Concatenation

pandas provides some useful utilities to combine data from multiple files. Let's see how to use them.

append() with same column

In real life, data comes from different sources, combining them together into a single DataFrame is very useful.

Let’s begin with a very simple scenario.

There are two DataFrame structures with the same column names. Your job is to combine these two DataFrames into one. Before trying it in pandas, do you remember how to do it using the native Python list? We would use append() to add items to a Python list. In pandas, the function is also append(). It concatenates the two DataFrame objects along axis=0, namely the index or column.

Notice:

  • In the example, the function only accepts one DataFrame. However, multiple DataFrames can be passed as a list.
  • The index can be duplicated.
  • ignore_index=True could be passed if the index of this DataFrame is meaningless.
append DataFrame
append DataFrame
import pandas as pd
d1 = {"a": [1, 2], "b": [2, 4]}
df1 = pd.DataFrame(d1)
print("The first DataFrame")
print(df1)
print("------------------------")
d2 = {"a": [3, 4], "b": [6, 8]}
df2 = pd.DataFrame(d2)
print("The second DataFrame")
print(df2)
df2 = pd.DataFrame(d2)
print("------------------------")
df1 = df1.append(df2)
print("Append the second DataFrame to the first one")
print(df1)
print("Append the second DataFrame to the first one and set ignore_index=True")
df1 = df1.append(df2, ignore_index=True)
print(df1)

Two DataFrame objects are created from line 3 to line 12.

Line 15 shows the basic usage of append. From the output of line 16, you may notice that both DataFrame objects keep the original indexes. You can see the duplicated index.

ignore_index=True is passed to append on Line 20, which would remove all indexex of original DataFrame objects.

append() with different column

Not all DataFrames have the same column names. If two DataFrames have different column names, what would happen if append() is called? These DataFrames would be joined where the column names are the same and the remaining positions would be filled by NaN.

Append with different columns
Append with different columns
import pandas as pd
d1 = {"b": [1, 2], "c": [2, 4]}
df1 = pd.DataFrame(d1)
print("The first DataFrame")
print(df1)
print("------------------------")
d2 = {"c": [3, 4], "d": [6, 8]}
df2 = pd.DataFrame(d2)
print("The second DataFrame")
print(df2)
df2 = pd.DataFrame(d2)
print("------------------------")
df1 = df1.append(df2)
print("Append the second DataFrame to the first one")
print(df1)

Two DataFrame objects are created from line 3 to line 12. Then df2 is appended to df1 on line 15.

From the output from line 17, you would find that the columns of these two objects are different.

concat with outer join

concat() is a much more powerful function to join DataFrames, which can combine DataFrame objects along both rows and columns, unlike append which does it only along the rows.

Its default behavior is to join DataFrames and columns, just like append(). axis=1 can be passed to join DataFrames along with rows.

join is a parameter that specifies how to handle indexes on another axis. "outer" for union and "inner" for the intersection.

Below is an example of an outer join.
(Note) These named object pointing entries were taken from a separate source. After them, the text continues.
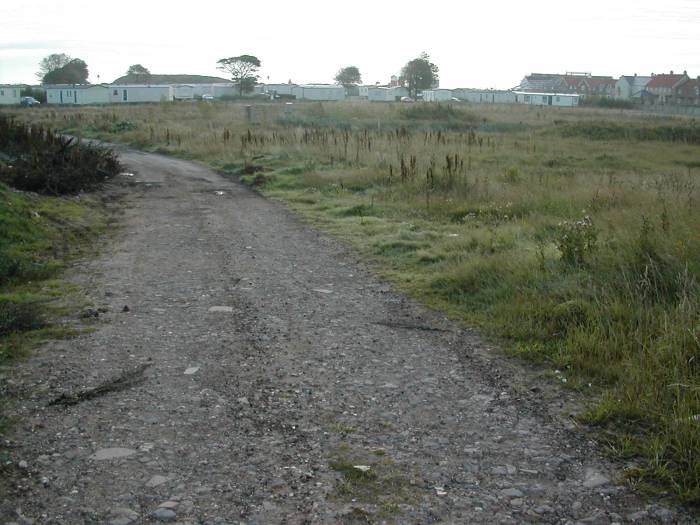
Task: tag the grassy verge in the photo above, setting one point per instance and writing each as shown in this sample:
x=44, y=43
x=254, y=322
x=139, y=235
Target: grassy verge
x=39, y=236
x=570, y=234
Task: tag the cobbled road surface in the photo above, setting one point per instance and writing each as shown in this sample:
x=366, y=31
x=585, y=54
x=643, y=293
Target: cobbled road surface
x=266, y=376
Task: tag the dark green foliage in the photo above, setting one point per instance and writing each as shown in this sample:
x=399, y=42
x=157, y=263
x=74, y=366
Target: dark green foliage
x=37, y=93
x=74, y=72
x=243, y=70
x=52, y=164
x=419, y=74
x=348, y=76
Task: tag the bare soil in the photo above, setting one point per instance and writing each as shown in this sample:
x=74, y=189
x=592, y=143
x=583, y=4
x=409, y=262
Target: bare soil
x=245, y=367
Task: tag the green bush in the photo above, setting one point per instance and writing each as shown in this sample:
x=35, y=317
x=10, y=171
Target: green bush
x=44, y=162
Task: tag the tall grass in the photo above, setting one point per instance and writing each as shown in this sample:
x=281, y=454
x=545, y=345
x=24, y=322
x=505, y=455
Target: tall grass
x=569, y=233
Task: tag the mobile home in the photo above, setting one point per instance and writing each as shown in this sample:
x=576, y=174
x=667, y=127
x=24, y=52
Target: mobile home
x=437, y=95
x=9, y=94
x=547, y=99
x=386, y=94
x=320, y=92
x=485, y=96
x=126, y=94
x=77, y=94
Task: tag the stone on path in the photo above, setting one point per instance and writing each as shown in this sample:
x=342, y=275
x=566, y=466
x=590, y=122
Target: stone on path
x=112, y=453
x=157, y=480
x=122, y=516
x=221, y=309
x=166, y=515
x=594, y=479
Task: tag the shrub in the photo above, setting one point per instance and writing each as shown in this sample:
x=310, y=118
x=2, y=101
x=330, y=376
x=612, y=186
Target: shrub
x=44, y=162
x=576, y=241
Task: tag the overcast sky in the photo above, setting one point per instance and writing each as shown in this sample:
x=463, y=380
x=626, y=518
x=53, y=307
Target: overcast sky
x=482, y=44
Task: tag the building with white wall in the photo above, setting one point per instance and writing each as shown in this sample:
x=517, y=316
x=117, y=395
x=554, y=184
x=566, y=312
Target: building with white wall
x=386, y=94
x=484, y=96
x=77, y=94
x=547, y=99
x=133, y=93
x=437, y=95
x=630, y=87
x=319, y=92
x=90, y=94
x=9, y=94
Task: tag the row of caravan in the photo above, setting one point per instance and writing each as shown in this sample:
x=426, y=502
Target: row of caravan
x=117, y=93
x=493, y=96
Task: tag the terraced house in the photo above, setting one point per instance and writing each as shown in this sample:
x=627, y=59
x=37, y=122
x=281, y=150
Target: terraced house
x=688, y=93
x=662, y=89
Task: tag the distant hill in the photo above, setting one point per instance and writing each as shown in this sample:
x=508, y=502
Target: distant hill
x=168, y=79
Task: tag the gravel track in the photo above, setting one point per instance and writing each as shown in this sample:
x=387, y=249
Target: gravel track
x=277, y=364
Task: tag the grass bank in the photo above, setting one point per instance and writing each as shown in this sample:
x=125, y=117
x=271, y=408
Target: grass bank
x=40, y=235
x=570, y=234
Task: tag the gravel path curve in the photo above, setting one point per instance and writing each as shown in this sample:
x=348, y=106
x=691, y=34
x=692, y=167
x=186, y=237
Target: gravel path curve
x=267, y=364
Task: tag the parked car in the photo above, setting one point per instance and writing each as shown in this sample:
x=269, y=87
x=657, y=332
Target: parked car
x=29, y=101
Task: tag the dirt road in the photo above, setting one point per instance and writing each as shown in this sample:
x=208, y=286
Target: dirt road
x=278, y=366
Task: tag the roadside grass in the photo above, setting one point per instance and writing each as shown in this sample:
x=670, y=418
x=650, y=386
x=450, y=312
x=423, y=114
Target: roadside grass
x=570, y=234
x=38, y=237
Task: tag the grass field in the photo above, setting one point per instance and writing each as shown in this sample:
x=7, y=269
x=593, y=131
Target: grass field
x=573, y=235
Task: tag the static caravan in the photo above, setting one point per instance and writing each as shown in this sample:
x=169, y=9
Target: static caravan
x=285, y=90
x=547, y=99
x=322, y=92
x=127, y=94
x=9, y=95
x=77, y=94
x=384, y=94
x=485, y=96
x=437, y=95
x=183, y=91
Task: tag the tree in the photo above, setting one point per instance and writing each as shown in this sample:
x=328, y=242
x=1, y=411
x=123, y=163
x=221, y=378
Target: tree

The first DataFrame has an index [1, 2], the second DataFrame has an index [2, 3], they have one overlapping index, 2. The rows with index=2 in both DataFrames would join. Meanwhile, other rows would be kept separate. The empty location would be filled by NaN. After concat, the total row number is 3.

Concat two DataFrame objects with axis=1 and outer join
Concat two DataFrame objects with axis=1 and outer join
import pandas as pd
d1 = {"a": [1, 2], "b": [2, 4]}
df1 = pd.DataFrame(d1, index=[1, 2])
print("The first DataFrame")
print(df1)
print("------------------------")
d2 = {"c": [3, 4], "d": [6, 8]}
df2 = pd.DataFrame(d2, index=[2, 3])
print("The second DataFrame")
print(df2)
print("------------------------")
print("The outer join DataFrame")
df3 = pd.concat([df1, df2], axis=1)
print(df3)

Two DataFrame objects are created from line 3 to line 12. On line 14, we see how to concat these two objects using outer join.

concat with inner join

inner join handles the index for intersection. In the example below, these two DataFrames share only one common index, 2. So, the final DataFrame has only one row.

Concat two DataFrame objects with inner join
Concat two DataFrame objects with inner join
import pandas as pd
d1 = {"a": [1, 2], "b": [2, 4]}
df1 = pd.DataFrame(d1, index=[1, 2])
print("The first DataFrame")
print(df1)
print("------------------------")
d2 = {"c": [3, 4], "d": [6, 8]}
df2 = pd.DataFrame(d2, index=[2, 3])
print("The second DataFrame")
print(df2)
print("------------------------")
print("The inner join DataFrame")
df3 = pd.concat([df1, df2], axis=1, join="inner")
print(df3)

Two DataFrame objects are created from line 3 to line 12. Then line 14 shows how to concat these two objects with inner join.

Comparison with SQL join

If you are familiar with SQL, you can check the comparison table below.

concat join type SQL
inner INNER JOIN
outer FULL OUTER JOIN
right RIGHT OUTER JOIN
left LEFT OUTER JOIN